Around the world, in developed as well as developing countries, utilities are embracing smart grid technologies to improve the grid’s efficiency and incorporate renewable energy resources into the grid. The strategy is both practical and laudable because it will create the means to meet society’s future electricity demands in a way that also minimizes carbon emissions and reduces electricity’s environmental impacts.

The recognition of smart grid’s pivotal roles, along with many regional and national policies acknowledging its importance and often mandating its adoption, are inspiring others to move into the new smart grid era. The smart grid is inevitable now. We should all join in to help it advance and succeed.

Computational intelligence (CI) is one of the techniques utilities will use to make sure their smart grids are as intelligent as possible and delivering tangible, worthwhile benefits to utilities, users and the environment. A comparatively new era in computing, CI is already at the heart of many types of “smart” technologies and services in a variety of industries. In particular, CI enables us to interpret big data and create knowledge from it to make decisions in real-time for critical business functions. The purpose of this article is to discuss some of the exciting ways in which CI is being applied in smart grids.

Computational intelligence for smart grid optimization and planning

CI can be used throughout a utility to optimize operations and planning. Broadly speaking, it can be used in power generation, transmission, distribution and consumption applications to meet the Smart Grid’s safety, security, reliability, resilience and efficiency needs. Many examples are available to illustrate very practical applications.

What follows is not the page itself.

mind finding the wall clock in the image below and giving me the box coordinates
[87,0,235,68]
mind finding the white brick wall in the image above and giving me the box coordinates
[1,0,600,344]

For example, CI can be used to forecast the amount of renewable energy that might be injected into a grid during a particular time period. We can then use this information to determine how much power production is needed from traditional sources, such as coal.

We can use CI for both short-term and long-term load forecasting. This is particularly important, given that population growth is one of the main factors inspiring the industry to produce more power. Similarly, we can use CI to inform our demand management programs.

CI can be used to help utilities respond to outages caused by natural disasters, such as storms or downed trees, which impact high-voltage transmission lines. When incorporated in a smart grid, CI can detect asymmetric single-phase-to-ground or two-phase-to-ground faults or symmetric three-phase to-ground faults and determine where the faults have occurred in the transmission and distribution system. This is a significant attribute in any power system.